Site Reliability Engineer | CloudRaft | Remote (India)
Job Description
About Us :
CloudRaft is a dynamic and innovative company focused on delivering cutting-edge cloud-native solutions. We thrive on collaboration, creativity, and excellence, aiming to provide top-tier services to our clients. We are looking for a talented and experienced Lead Architect to join our team immediately and help us scale our operations to new heights.
Role :
You have good understanding and professional work experience of running Kubernetes in on-prem and cloud (OpenShift, EKS, AKS and GKE).
You are comfortable in programmable infrastructure and can do programming in Golang or Python.
You are experienced in production grade CI/CD in tools such as Github Action, Argo CD and Gitlab and have explored advanced deployment strategies.
You can set up observability pipelines and backend using popular products like vector, fluentd, opentelemetry, prometheus, grafana etc.

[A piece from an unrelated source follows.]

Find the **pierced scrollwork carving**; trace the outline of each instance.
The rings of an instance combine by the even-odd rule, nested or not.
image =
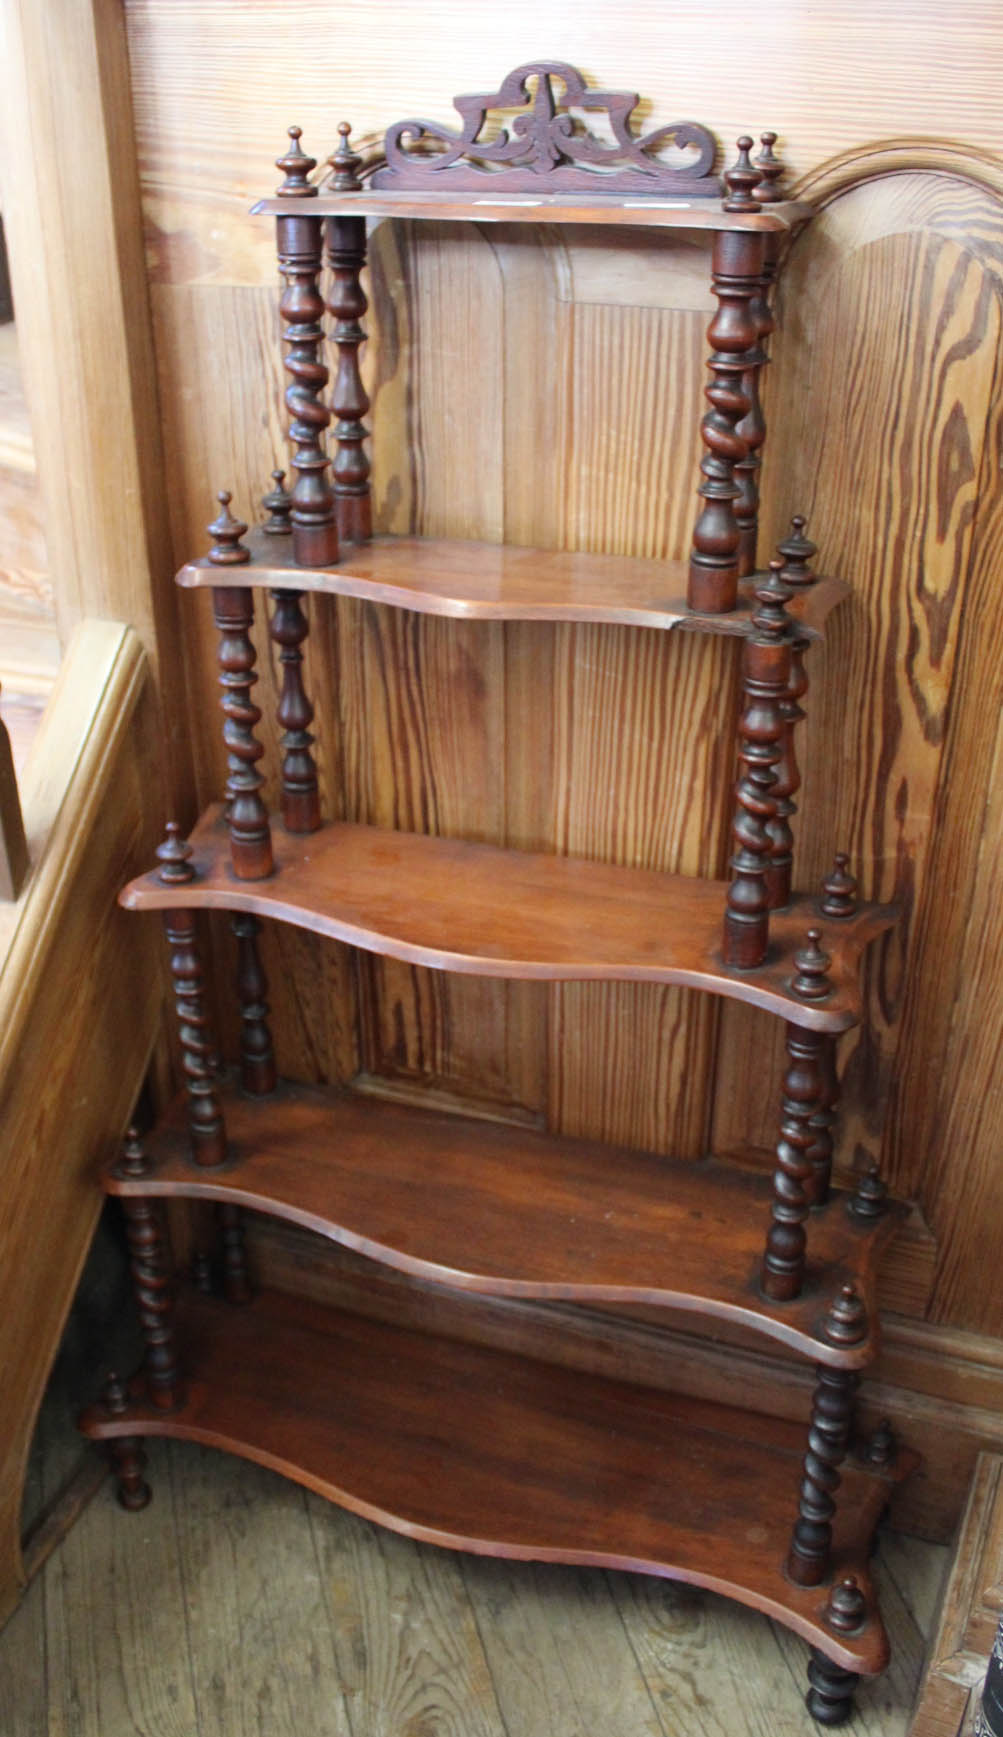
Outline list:
[[[562,87],[558,95],[555,87]],[[463,127],[450,132],[435,121],[396,121],[387,129],[386,168],[373,187],[482,189],[504,175],[506,192],[697,194],[720,192],[714,174],[714,135],[696,121],[674,121],[644,138],[630,128],[633,91],[589,90],[581,73],[559,60],[517,66],[497,91],[453,99]],[[493,109],[521,110],[494,138],[481,138]],[[614,143],[585,129],[574,110],[602,111]],[[682,163],[659,151],[692,152]]]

Take the observability to the next level with products such as Victoria Metrics, Thanos, and SigNoz
You have production experience in troubleshooting and resolve system issues
Have a good understanding and implementation experience of SRE concepts such as SLIs and SLOs
You can represent the organization and collaborate with and coach the customer teams
You have curiousity to learn and develop skills in upcoming fields such as AI, MLOps, Edge Computing, etc
You like sharing your work through technical writing and speaking sessions in the community and conferences
Qualifications:
- Bachelor’s degree in Computer Science, IT, or a related field
- 2-5 years of experience in DevOps/SRE
- Stong Understanding in at least two of AWS, OpenShift, Azure and Google Cloud
- Hands-on production experience in designing and managing Kubernetes clusters
- Hands-on experience in CI/CD and setting up Developer tooling
- Programming skills in any modern programming language (Python or Golang or Node)
- Infrastructure as Code (Terraform, CDK, Pulumi, etc)
- You have understanding of security concepts and tooling
- Excellent problem-solving and troubleshooting skills
- Strong communication and teamwork skills
- Ability to write well as we prefer async communication
- Having product mindset and customer empathy is a big plus